Cesare Pavese era en esencia «un niño que jugaba», como bien lo dijera el portugués Fernando Pessoa en ese eterno irse desmadejando como un ovillo hacia dentro. A fuerza de consagrarse a la tristeza y el fracaso consciente frente a sus proyectos de vida, Pavese mantuvo en todo caso la dignidad de saberse parte de un espectáculo al cual había que darle un final contundente y del que pudiera sentirse plenamente dueño, no como figurante ni como pieza de ajedrez, más bien consistía en dar a a su puesta en escena el tinte de un tutti trágico con el que pudiera congraciarse, al mismo tiempo, con la idea de la muerte y con el vértigo narcótico de su propia vida, “no tengo nada que desear en este mundo, salvo lo que quince años de fracasos excluyen ahora”. Se trataba de burlar esa idea tan suya sobre aquellos dioses sin sentimientos que solo desean mantener en movimiento el gran mecanismo de la existencia terrenal, donde todo sucede como se debe, la inutilidad masoquista del sufrimiento de todos los hombres sobre la tierra, toda vez que la única alegría posible es el regreso a casa, a la soledad de ese «bien cotidiano verdadero», la soledad, aunque siempre fuese un abandonado en búsqueda de un amor irrealizable. Dice entonces en sus diarios:
“El vacío no es ya suplido por ninguna chispa vital. Sé bien que no iré más allá, y ahora todo está dicho. El fracaso es todavía peor porque algún resultado he conseguido, y no puedo abandonarme a una caída total. Y sé que me levantaré y haré todavía cosas. Pero la grieta existe, evidentemente. ”

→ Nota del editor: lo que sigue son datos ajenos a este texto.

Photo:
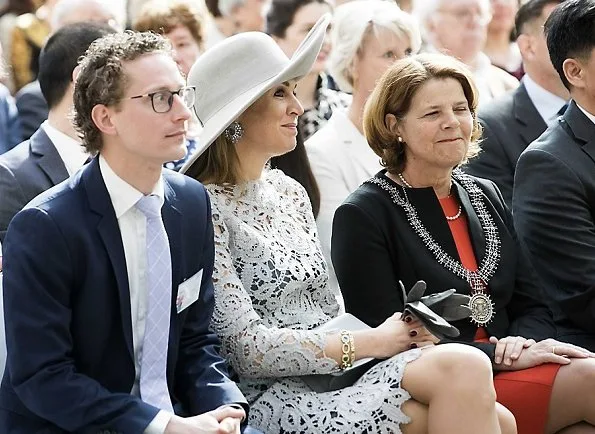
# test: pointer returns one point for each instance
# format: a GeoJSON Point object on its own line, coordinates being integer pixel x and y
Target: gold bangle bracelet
{"type": "Point", "coordinates": [346, 349]}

Hay desde luego contradicción constante en Pavese y ese quizá sea uno de los más claros signos de su genio, como ese sabio de Wilde que se contradice siempre a sí mismo, acaso buscando entre las piedras un rescoldo de oportunidad para todo aquello que la vida misma niega desde su sincretismo constante. Se trataba de buscar algo de esperanza en medio de tanta pena inconsolable («Perdono a tutti e a tutti chiedo perdono. Va bene? Non fate troppi pettegolezzi«). Para el verano de 1990, Edouardo Sanguinetti escribía en el Diario de Poesía de Argentina lo que representa precisamente este Oficio de vivir, la obra autobiográfica de un suicida, y más allá de su talante funesto, se constituía como el libro de un hombre obsesionado con la idea de construirse un destino, «construirse una vida que tuviera sentido, como dar a la existencia una suerte de sacralidad». Siempre estragado por el problema de la culpa, el pecado, «la necesidad de confesarse siempre a sí mismo». Este Pavese que de repente sobrevive para nosotros en su humanidad desbordada, ese vitalismo decadente por el que recordamos incluso aquel Triunfo de la muerte de Gabriele D’Annunzio, el libro de cabecera que el propio José Asunción Silva pareciera haber estado leyendo justo antes de su suicidio. El de Pavese quizá sea el mejor libro autobiográfico escrito por un poeta (su narrativa es poesía en todo sentido aunque su producción como poeta haya sido puntualmente tan breve y no tan conocida), para tocar el tema de la muerte, quince años rondando esta idea antes de encontrar en Constance Dowling una excusa para concretarla:
“Sólo así se explica mi vida actual de suicida. Y sé que estoy condenado para siempre al suicidio ante todo obstáculo y dolor. Es esto lo que me aterra: mi principio es el suicidio, nunca consumado, que no consumaré nunca pero que me halaga la sensibilidad.
Lo terrible es que todo lo que me queda ahora no basta para enderezarme porque en un estado idéntico —aparte las traiciones— había estado ya en el pasado y ya entonces no había encontrado ninguna salvación moral. Tampoco esta vez me templaré, es claro.”